First up was The Spanish Promise by Karen Swan. That’s the second book of hers I’ve read and I will read more but probably not immediately. It was fab. I must say it was a much twistier book than I expected, so much so that I almost felt like I needed to read the end a second time to appreciate it properly.

Then I read A Postcard from Italy by Alexandra Brown. It combined a touch of historical fiction with travel and chicklit and I thought it well done. There was one disability related trope in the book which I thought unnecessary, poorly done and disappointing so as much as I liked it until that point I struggle to recommend it. And years later, I am still disappointed that Alexandra Brown has never revisited the characters from The Great Christmas Knit Off.

This was the point in my reading that I began to feel really rather fed up of chicklit. Although looking at what I read next I don’t seem to have done a brilliant job at escaping from it immediately (the two books I’m reading now are anything but chicklit but I’ve not finished them so they will be listed next time).

Darling Blue by Tracy Rees was a definite winner for me.
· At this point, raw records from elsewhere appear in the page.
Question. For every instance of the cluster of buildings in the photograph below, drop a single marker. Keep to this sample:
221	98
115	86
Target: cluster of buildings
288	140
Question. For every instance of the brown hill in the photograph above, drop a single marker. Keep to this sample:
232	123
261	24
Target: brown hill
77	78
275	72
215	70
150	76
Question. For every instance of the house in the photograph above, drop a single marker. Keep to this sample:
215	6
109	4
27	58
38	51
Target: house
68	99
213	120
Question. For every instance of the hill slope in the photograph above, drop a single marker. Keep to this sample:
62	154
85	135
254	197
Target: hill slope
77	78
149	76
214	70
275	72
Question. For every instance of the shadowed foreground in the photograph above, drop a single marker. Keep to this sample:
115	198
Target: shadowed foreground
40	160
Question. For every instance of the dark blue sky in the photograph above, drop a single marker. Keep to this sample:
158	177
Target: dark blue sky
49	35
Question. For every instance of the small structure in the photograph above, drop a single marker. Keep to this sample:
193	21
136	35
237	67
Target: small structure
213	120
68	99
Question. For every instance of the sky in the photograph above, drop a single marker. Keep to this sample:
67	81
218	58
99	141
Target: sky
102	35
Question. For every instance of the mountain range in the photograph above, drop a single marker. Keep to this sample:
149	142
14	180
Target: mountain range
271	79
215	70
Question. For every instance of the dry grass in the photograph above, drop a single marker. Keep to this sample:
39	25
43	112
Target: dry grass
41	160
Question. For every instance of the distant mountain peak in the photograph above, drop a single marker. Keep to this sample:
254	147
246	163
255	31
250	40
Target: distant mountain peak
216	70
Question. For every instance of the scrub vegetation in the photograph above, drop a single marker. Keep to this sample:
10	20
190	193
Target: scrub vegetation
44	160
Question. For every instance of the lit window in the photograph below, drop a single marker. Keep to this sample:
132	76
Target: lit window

It’s a longer read (and it was really nice to get my teeth into a longer book), historical and almost a saga. I had been expecting it to be more of a historical read based on having read two of her other books (and having a third on my shelf) but it was actually the exact amount of historical for the story Tracy Rees was telling.

I was really excited when I went to list this as read on goodreads to see two Tracy Rees books I didn’t know about. It actually turns out one of them was Darling Blue republished under a different title (The Love Note). But the other book is a new one and it feel into my basket when I ordered my mum’s birthday present. I’m looking forward to reading more of Tracy Rees writing soon ish.

Although the title suggests this is a book set in Venice, the last book I have to write about today, From Venice with Love by Rosanna Ley takes place in several settings. It’s a good read and we do visit Venice but this is not the book for you if you want one set solely in Venice (Or even Italy). I found it to be a good book and it kept me guessing (although I did figure one thing out). But having read the majority of Rosanna Ley’s previous books, I definitely enjoyed earlier ones more.